Monday, Dec. 12, 1927
"Revelations"
POLITICAL NOTES
The U. S. public has acquired very distinct and damning impressions of the Harding administration from a novel and play, both called Revelry. Perhaps Revelations would be a good title for the retort to Revelry which Col. Charles R. Forbes, Director of the Veterans' Bureau during the Harding regime, last week published in newspapers. Col. Forbes had just been released from Leavenworth penitentiary after serving a sentence for fraud in connection with a hospital built by the Veterans' Bureau in President Coolidge's home town (Northampton, Mass.).
Col. Forbes' main purpose in life now is, he says, to clear the good name of his dear friend, President Harding, "the most unhappy man I have ever known."
Excerpts and statements-of-fact from the Revelations of Col. Forbes:
P: "I recall that as we sat at the rim of a crater,* looking down into the seething mass of molten lava, he [Mr. Harding] said: 'This is God's work and He alone can quiet the flame.' He was truly spiritual."
P: "He spoke feelingly of a man's responsibilities to his home and he believed implicitly in the sanctity of one's own castle."
P: "He was truly a Senator of all America."
P: "It is claimed that Harry Daugherty was responsible for Harding's candidacy for the presidency. This is incorrect. The real sponsor and advocate was Florence Kling Harding, his strongminded and ambitious wife. . . . His candidacy was dis- cussed at a conference with Theodore Roosevelt in the office of the Outlook in New York City [as early as] in 1915."
P: To the late Dr. Charles E. Sawyer, President Harding's personal physician, was turned over a five thousand dollar campaign contribution. Dr, Sawyer bought five thousand dollars worth of whiskey with it, which was stored and served at the Harding residence in Marion, Ohio. This was in 1920.
P: "Dr. Sawyer . . . whom the President made a Brigadier General, sought to dominate the Bureau-- and its employees and to destroy my policies. He carried falsehoods to the President and sought to locate hospitals in a way that would be advantageous to his own interests. A homeopath himself, he sought to have homeopaths replace allopaths. He established a stoolpigeon system within the Bureau and in other departments of the government as well. He was a vain, strutting little creature and fancied that he had a great attraction for women. He held himself out to be the personal representative of the President and he spoke with a great show of authority when asserting his position."
P: Bold President Harding attended a showing of the Dempsey-Carpentier fight film at the home of Publisher Edward B. ("Ned") McLean of the Washington Post. "Of course, we all knew that the law had been broken in the transportation of the film to Washington. It was amusing to see how every one who was there joined the purity squad when the news leaked shown." out that the film had been shown."

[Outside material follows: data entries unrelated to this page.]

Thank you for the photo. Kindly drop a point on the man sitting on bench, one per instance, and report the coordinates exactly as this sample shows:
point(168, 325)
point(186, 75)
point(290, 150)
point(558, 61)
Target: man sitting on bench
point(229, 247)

P: Oilman Harry Ford Sinclair was often a caller and overnight guest at the White House before the Teapot Dome oil lease was consummated. President Harding said: "Well, I guess there will be hell to pay but these fellows seem to know what they are doing."

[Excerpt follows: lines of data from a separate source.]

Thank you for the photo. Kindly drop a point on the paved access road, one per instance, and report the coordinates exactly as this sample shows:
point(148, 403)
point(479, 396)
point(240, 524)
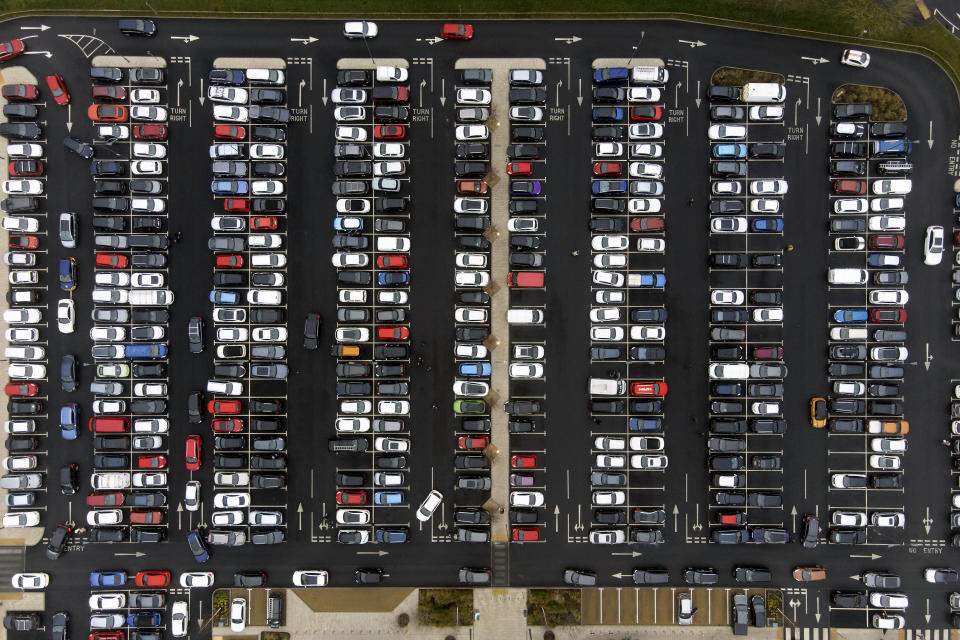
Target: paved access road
point(691, 53)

P: "On Christmas Day in 1921, I had a telephone call from Mrs. Carolyn Votaw, the President's sister, who was at the White House: 'Come on over,' she said, 'Wernie wants to talk to you.' She always called the Pres ident 'Wernie.' I went over and found the President sitting all alone in his office and evidently very depressed. He said, 'Merry Christmas,' reached into a right-hand drawer of his desk, pulled out a plug of Piper Heidsieck and took a chew. He got up and looked out on the White House garden and said: 'Help yourself to a cigaret.'
"I took a cigaret, lit it, and went over and stood beside him. He said: 'This is a hell of a Christmas.' I asked him what was the matter and he replied: 'Everything is the matter.' I gathered from his mutterings that things were not all right with him in his domestic life. In this same conversation the President told me that there were things going on in the public business that he didn't approve but that he was helpless to stop them.
"Later that day I met old Sawyer, who was there every morning to feel the President's pulse and advise a new brand of pills. Sawyer laughed and said: 'God, they had a hell of a row this morning.' He meant the President and his wife.

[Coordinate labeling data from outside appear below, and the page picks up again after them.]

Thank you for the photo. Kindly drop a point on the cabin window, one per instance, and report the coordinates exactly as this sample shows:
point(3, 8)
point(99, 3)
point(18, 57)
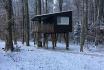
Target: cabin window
point(62, 20)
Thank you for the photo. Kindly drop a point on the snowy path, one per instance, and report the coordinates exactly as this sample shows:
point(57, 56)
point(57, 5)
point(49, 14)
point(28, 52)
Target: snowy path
point(30, 58)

"One night I went out with the President to the rear lawn of the White House, and he cried. . . . "Let's take a walk,' he said, and we walked down to about the centre of the grounds and sat on a bench, and he told me how unhappy he was and how empty his life had been. . . ."
*In Hawaii, when Col. Forbes was Commissioner of Public Works there and Senator-elect Harding was touring.
*The Veterans' Bureau (war risk insurance).